- Genre: Talk show
- Written by: Bart Jennett Colin Quashie Ernest Nyle Brown
- Directed by: Michael Dimich
- Presented by: Magic Johnson
- Announcer: Peter Michael Craig Shoemaker Jimmy Hodson
- Composers: Alan Ari Lazar James Leach Lexy Shroyer
- Country of origin: United States
- Original language: English
- No. of seasons: 1

Production
- Executive producers: Giovanni Brewer Jeffrey Fischgrund Earvin "Magic" Johnson Lon Rosen
- Producers: Joe Revello Lora Wiley Ernest Nyle Brown
- Running time: 45–48 minutes
- Production companies: Fox Nitetime Productions Magic Johnson Entertainment 20th Century Fox Television

Original release
- Network: Syndicated
- Release: June 8 – September 4, 1998

= The Magic Hour (talk show) =

The Magic Hour is an American syndicated late-night talk show created by and starring basketball player Magic Johnson. The series aired in syndication from June to September 1998.

==Synopsis==
Soon after its debut, the series was panned by critics citing Johnson's apparent nervousness as a host, his overly complimentary tone with his celebrity guests, and lack of chemistry with his sidekick, comedian Craig Shoemaker. Before Shoemaker was chosen, the role was offered to Stephen Colbert and Jimmy Kimmel. Both rejected the role as they didn't think the character would work. The series was quickly retooled with Shoemaker being relieved of his 'sidekick' responsibilities and relegated to the supporting cast after the third episode. Comedian Steve White (who had been part of the supporting cast) became the new sidekick for a period of time. Radio personality and UPN Sports host Kenny Sargent was considered for Johnson's new Ed McMahon styled side man, but finally comedian and actor Tommy Davidson was brought in as the new sidekick and Johnson interacted more with the show band leader Sheila E. Jimmy Hodson was the show's announcer and a comedy cast member. The format of the show was also changed to include more interview time with celebrity guests.

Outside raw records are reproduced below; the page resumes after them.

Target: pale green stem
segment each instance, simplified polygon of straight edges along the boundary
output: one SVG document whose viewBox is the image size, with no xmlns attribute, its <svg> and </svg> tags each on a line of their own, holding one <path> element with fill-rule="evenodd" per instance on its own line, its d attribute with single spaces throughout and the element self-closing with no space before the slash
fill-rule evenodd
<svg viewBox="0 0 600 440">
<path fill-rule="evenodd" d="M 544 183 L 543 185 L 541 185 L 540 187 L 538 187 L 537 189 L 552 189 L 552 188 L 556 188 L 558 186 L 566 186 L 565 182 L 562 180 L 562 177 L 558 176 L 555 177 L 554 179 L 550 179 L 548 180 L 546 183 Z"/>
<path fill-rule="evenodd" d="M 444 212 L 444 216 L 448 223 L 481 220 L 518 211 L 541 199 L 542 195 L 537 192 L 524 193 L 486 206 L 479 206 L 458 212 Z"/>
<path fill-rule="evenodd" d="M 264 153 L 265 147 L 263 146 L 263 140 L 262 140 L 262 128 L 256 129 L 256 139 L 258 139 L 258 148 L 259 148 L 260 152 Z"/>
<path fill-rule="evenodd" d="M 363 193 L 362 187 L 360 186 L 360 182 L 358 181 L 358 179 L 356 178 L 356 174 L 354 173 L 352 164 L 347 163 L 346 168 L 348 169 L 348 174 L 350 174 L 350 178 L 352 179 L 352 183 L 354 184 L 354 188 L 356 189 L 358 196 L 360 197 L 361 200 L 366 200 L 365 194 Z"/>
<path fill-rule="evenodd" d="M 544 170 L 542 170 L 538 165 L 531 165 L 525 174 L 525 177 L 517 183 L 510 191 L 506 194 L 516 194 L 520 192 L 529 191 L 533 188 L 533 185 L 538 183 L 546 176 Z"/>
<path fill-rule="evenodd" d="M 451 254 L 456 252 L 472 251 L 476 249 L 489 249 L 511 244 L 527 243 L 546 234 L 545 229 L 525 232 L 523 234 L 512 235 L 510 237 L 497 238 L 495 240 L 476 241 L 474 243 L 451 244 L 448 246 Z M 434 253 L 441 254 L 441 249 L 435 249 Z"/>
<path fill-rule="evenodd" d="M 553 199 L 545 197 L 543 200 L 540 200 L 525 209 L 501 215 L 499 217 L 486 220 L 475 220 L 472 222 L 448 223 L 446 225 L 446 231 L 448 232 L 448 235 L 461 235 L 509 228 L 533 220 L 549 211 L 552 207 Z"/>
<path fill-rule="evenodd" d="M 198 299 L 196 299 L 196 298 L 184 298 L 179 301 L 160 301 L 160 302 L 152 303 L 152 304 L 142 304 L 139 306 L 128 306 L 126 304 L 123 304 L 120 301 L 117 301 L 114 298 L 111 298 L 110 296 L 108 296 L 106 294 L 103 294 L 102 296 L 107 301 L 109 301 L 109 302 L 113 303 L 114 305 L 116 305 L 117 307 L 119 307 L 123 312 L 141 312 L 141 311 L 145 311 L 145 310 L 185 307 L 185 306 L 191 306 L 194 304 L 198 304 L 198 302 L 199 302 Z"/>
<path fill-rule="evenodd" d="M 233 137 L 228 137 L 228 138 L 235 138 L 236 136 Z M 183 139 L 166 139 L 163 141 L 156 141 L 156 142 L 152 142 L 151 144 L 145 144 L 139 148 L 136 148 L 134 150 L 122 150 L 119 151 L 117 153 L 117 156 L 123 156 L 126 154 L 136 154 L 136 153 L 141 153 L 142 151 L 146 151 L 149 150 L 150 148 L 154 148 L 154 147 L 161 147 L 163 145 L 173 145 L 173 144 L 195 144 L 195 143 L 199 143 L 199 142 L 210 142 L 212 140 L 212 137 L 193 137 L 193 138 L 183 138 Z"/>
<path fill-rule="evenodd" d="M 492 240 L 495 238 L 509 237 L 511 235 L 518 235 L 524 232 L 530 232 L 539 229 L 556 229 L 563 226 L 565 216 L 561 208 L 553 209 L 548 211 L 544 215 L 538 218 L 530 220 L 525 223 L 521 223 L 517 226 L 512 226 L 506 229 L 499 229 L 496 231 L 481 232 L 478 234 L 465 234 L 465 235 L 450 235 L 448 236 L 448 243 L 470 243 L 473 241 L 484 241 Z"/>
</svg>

===Howard Stern appearance===
One vocal critic of The Magic Hour was Howard Stern. Stern would regularly mock Johnson's diction and hosting abilities on his popular morning show. In an attempt to confront Stern (and to boost ratings), Stern was booked to appear on the show as a guest (along with Playboy Playmate Karen McDougal). Stern appeared on the July 2 broadcast with the band, the Losers, and played the song "Wipe Out". While being interviewed by Johnson, Stern asked Johnson about his lifestyle prior to contracting HIV and if he practiced safe sex with his wife. Stern also asked about "the white guy comedian", referring to Johnson's previous sidekick, Craig Shoemaker, who had been fired shortly before Stern's appearance for publicly calling the show "an absolute nightmare" (Stern mocked Shoemaker's short-lived replacement, Steve White, predicting he wouldn't last long, which came true).

==Cancellation==
The highly publicized episode featuring Stern increased viewership for a time, but ratings soon dropped off. The series was canceled after eight weeks.

Johnson later blamed the demise of his talk show on a lack of support from black celebrities who refused or could not appear on his show. Johnson claimed, "Their managers and agents keep them off of the black shows."

==In popular culture==

In his book What Were They Thinking? The 100 Dumbest Events in Television History, author David Hofstede ranked the show at #26 on the list.